I first came across the name, Frederick Scott Oliver, in a passage that still resonates from a 1955 lecture of T.S. Eliot:
But it should also be obvious to everyone from his personal experience, that there is no formula for infallible prediction; that everything we do will have some unforeseen consequences; that often our best justified ventures end in disaster, and that sometimes our most irrational blunders have the most happy results; that every reform leads to new abuses which could not have been predicted but which do not necessarily justify us in saying that the reform should not have been carried out; that we must constantly adapt ourselves to the new and unexpected; and that we move always, if not in the dark, in a twilight, with imperfect vision, constantly mistaking one object for another, imagining distant obstacles where none exist, and unaware of some fatal menace close at hand.

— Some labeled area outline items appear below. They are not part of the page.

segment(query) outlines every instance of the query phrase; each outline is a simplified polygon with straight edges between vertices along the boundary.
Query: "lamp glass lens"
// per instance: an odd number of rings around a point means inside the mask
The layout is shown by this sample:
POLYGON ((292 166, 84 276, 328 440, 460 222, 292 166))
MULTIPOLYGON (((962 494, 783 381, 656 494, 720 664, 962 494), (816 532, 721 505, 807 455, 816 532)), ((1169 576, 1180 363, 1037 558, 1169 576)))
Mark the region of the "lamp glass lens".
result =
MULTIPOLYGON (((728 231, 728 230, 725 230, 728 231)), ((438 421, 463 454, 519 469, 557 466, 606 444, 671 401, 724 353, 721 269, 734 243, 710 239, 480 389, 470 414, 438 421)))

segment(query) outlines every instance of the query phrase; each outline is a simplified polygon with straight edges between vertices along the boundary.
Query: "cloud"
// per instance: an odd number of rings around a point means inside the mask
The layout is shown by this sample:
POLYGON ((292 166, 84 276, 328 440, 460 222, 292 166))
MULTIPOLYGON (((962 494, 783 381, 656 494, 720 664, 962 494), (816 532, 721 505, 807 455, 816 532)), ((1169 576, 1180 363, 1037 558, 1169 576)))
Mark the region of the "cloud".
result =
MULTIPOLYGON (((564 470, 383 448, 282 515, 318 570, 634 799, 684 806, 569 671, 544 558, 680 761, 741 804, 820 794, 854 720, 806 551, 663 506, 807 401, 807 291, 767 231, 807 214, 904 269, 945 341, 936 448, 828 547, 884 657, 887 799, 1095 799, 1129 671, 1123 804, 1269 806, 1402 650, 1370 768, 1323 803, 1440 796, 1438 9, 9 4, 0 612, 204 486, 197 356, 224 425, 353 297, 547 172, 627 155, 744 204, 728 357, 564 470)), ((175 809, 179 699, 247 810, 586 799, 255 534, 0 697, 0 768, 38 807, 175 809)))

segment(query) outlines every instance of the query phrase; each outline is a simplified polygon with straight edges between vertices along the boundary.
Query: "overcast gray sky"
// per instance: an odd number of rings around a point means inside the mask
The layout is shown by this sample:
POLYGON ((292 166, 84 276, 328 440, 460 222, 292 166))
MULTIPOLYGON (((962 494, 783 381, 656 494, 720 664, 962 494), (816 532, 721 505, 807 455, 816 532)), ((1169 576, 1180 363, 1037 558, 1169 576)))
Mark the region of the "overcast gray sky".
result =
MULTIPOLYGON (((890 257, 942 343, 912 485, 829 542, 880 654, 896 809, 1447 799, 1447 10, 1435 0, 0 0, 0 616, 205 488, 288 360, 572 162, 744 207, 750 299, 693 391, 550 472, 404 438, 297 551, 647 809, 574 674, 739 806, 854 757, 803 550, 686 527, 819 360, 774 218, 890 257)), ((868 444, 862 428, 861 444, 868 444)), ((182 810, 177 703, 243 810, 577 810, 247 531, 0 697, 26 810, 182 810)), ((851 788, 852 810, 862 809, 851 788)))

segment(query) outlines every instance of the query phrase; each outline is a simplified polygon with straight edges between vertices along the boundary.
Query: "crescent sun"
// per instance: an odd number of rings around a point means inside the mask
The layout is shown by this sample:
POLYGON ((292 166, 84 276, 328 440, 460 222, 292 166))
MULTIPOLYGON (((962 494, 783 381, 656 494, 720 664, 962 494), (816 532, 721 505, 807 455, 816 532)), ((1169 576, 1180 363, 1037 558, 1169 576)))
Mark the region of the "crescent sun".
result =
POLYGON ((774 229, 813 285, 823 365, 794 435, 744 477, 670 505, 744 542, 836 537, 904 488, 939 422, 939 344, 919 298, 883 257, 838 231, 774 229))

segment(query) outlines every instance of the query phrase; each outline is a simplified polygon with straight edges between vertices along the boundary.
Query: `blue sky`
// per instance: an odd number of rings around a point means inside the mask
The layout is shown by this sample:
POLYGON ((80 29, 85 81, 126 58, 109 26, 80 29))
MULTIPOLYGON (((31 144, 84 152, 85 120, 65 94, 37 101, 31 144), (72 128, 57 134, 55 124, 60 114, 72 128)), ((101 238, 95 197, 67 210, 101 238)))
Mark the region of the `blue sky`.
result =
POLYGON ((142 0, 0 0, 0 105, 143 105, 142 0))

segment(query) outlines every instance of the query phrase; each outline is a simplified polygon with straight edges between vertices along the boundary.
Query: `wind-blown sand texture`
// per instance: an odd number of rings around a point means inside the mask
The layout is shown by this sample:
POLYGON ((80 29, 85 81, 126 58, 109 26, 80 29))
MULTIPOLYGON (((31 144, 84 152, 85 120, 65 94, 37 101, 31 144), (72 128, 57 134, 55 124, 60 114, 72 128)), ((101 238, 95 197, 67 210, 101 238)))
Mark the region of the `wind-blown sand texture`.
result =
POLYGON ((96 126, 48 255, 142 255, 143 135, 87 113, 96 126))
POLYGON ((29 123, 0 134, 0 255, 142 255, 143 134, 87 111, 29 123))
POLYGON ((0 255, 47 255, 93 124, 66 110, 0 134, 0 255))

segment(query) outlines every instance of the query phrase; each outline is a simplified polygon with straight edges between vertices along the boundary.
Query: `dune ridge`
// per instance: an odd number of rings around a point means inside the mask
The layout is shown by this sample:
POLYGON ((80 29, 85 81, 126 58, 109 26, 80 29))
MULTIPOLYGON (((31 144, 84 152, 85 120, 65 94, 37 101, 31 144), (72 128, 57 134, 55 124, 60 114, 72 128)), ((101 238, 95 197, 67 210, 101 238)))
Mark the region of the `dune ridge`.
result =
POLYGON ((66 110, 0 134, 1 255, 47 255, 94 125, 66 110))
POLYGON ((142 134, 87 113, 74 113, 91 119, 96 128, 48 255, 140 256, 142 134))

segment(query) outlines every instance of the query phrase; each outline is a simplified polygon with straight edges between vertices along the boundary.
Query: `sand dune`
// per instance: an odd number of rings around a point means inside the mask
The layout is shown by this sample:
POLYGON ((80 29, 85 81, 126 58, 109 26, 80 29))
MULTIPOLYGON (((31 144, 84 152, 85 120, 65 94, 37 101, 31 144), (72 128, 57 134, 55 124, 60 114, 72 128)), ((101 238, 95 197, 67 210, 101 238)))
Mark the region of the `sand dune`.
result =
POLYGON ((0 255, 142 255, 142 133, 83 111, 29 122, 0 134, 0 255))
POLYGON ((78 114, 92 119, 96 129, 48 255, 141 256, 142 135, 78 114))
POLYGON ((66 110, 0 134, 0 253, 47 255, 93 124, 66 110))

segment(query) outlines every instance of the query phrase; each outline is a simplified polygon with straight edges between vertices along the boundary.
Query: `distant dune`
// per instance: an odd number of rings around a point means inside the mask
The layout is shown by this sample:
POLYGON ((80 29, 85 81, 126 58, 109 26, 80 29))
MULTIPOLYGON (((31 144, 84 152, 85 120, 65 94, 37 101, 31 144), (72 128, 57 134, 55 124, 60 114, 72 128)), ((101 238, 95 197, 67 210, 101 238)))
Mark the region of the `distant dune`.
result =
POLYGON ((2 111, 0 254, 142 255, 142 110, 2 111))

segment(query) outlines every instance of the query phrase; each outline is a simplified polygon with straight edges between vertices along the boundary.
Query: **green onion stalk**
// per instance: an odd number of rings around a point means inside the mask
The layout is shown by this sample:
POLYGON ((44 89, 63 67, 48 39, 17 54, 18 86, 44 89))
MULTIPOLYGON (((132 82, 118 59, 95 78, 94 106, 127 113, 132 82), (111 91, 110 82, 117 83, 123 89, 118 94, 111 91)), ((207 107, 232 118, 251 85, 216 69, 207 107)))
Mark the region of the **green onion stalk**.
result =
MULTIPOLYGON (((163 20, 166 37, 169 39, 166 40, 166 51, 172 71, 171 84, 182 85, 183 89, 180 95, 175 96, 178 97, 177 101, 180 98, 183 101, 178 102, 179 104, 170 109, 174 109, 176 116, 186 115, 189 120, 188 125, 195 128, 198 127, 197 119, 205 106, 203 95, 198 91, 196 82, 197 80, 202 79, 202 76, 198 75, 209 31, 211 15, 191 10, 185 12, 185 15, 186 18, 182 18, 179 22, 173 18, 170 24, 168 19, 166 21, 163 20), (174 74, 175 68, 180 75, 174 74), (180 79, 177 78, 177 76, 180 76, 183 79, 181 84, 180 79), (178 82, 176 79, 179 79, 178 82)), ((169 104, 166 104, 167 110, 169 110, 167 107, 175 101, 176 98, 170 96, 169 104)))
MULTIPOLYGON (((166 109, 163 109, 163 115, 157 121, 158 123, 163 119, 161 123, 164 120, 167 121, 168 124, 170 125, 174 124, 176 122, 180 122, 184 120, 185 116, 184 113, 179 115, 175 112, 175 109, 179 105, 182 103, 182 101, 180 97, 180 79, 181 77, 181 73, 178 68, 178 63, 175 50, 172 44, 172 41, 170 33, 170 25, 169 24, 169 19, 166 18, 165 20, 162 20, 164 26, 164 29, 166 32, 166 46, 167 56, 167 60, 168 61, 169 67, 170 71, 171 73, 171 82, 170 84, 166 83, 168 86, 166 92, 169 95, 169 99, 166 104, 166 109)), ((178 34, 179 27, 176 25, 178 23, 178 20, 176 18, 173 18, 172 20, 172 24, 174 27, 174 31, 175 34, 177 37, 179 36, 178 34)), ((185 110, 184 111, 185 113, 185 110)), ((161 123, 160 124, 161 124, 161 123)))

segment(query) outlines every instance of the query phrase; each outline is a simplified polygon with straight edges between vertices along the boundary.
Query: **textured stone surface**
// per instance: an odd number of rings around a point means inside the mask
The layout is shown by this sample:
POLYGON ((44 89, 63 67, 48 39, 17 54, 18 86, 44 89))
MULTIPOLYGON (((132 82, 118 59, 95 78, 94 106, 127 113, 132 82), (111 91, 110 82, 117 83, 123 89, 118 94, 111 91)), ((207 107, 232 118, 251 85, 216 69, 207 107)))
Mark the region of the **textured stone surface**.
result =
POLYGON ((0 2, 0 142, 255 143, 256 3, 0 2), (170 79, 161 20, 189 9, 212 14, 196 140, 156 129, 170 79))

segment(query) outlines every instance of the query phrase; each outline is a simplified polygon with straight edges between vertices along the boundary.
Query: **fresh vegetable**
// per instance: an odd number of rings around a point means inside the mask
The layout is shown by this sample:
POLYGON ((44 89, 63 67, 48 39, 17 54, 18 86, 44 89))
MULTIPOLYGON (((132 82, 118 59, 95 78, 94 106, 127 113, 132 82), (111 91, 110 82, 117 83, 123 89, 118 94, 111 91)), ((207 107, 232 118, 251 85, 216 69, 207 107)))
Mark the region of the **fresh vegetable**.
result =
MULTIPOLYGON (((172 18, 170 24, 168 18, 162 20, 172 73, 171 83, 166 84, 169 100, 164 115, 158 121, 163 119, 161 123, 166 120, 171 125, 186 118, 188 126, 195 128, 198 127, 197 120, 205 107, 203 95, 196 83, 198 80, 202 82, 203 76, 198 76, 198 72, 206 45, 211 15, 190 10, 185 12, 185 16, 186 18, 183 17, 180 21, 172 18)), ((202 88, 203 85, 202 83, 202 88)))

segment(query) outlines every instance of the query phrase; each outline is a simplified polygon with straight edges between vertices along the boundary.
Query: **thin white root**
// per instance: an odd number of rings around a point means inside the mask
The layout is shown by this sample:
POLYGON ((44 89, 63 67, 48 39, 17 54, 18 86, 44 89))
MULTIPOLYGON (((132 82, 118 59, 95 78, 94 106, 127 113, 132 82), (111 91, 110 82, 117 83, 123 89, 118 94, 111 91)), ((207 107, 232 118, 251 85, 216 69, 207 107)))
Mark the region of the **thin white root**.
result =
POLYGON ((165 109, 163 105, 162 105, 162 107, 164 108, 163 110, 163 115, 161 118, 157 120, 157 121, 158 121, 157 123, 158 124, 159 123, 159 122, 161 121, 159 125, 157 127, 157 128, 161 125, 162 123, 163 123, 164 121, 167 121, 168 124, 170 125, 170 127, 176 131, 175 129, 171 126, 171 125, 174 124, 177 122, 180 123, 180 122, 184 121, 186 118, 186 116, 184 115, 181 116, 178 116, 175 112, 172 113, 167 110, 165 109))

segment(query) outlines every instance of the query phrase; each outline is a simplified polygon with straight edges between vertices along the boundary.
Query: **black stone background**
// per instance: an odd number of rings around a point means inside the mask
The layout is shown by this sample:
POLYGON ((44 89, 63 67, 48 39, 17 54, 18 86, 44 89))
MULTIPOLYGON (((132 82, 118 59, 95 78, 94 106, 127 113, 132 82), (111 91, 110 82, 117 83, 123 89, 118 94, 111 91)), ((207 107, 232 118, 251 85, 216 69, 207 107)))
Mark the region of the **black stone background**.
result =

Does this all mean futility or what we called at that time, the quietism of despair? Not so, Eliot immediately adds: “This is Frederick Scott Oliver’s Endless Adventure.”
To my mind, even though his language is dated and some opinions rebarbative, Oliver’s The Endless Adventure, published as three volumes in the 1930s, is so contemporary as to make one weep. The book is out of print, so here’s a sampler of quotes::
“No politician has ever yet been able to rule his country, nor has any country ever yet been able to face the world, upon the principles of the Sermon on the Mount.”
“Without bringing all the Christian virtues into this discussion, it is enough to say that a positive and strict veracity is impossible for the politician. For truthfulness even forbids you to allow the person you are dealing with to deceive himself.”
“…like water can’t be kept out of most things, so too morals can’t be kept out of human affairs. But it is an external factor not inward gyroscope.”
“A wise politician will never grudge a genuflection…”
“In the years of preparation for a revolution, and afterwards, so soon as order of some kind has been restored, politicians are always busy; nor is it often that the obscurity of either of these periods is dense enough to resist the searchlights of history. But it is different at the actual crisis of a revolution; for the current of events is then such wild and turbid water as to make it impossible either for us, the observers, or for the swimmers themselves to be certain how many of their acts are purposeful, how many purely undeliberate. If afterwards any of them presumes to set for a collected and consistent story we are safe in treating it as unworthy of belief. During this period of confusion the craftsmanship of the politician is out of action; for things are then directed less by self-conscious human agency than by blindfold and savage forces.”
“For surprising accidents and sudden changes are the rule of politics. It is not often that the circumstances of the world will let a statesman have his head. The situation into which he comes so confident of victory may be transformed in a single revolution of the globe. Thereupon all the schemes that he has framed so carefully for the service of his country will vanish hurriedly like ghosts at cock-crow. He will be forced at once to devise a new plan fit for the occasion, and he will be lucky if he produces one that does not involve a sacrifice of this consistency.”
“The wisest government must make mistakes; nay, sometimes when it has acted with most wisdom it affords the easiest target for plausible misconstruction.”
“The student of politics will not make a beginning till he has realized that in this art there are antinomies everywhere, and that it is no shame to a politician, or to the man who writes about him, if the opinions he utters are often in conflict one with another. The politician or the writer who succeeds in proving his life-long consistency is less an object of admiration than of derision.”
“Phenomena of this sort, phenomena in a continual flux, will not submit themselves to the methods of a land surveyor.”
“Politicians, like soldiers, are often obliged to guess at the motives, intentions, and movements of the enemy. As they often guess wrongly, their own tactics are apt to appear purposeless and foolish, or altogether evil and malevolent, to a later generation which looks wonderingly, after ‘the fog of war’ has lifted, at the hooks and bends of an ancient controversy. . . .If actors themselves saw less clearly than we do, it is partly because there are now far fewer things to be seen. Much has long ago fallen through the sieves of memory and written records, while the historian, of set purpose, has eliminated much of what remained.”
Oliver defends politics specifically against university specialists (another contemporary resonance), and his comments about economics and economists ring true to this reader. Oliver does not defend all politicians: “It was in plain truth only a quack cure-all at which a cabinet of ignorant shirkers had snatched in its perplexity,” he writes at one point. One could say the same today about our “mouth athletes,” as poet Seamus Heaney called them.
Fortunately, Oliver takes us further than that. He also talks about political imponderables and chance, as well as inexperience and difficulty, as if they were the churn in that watercourse—the thalweg—at the lowest part of the valley along which we cross and whose waters we ford.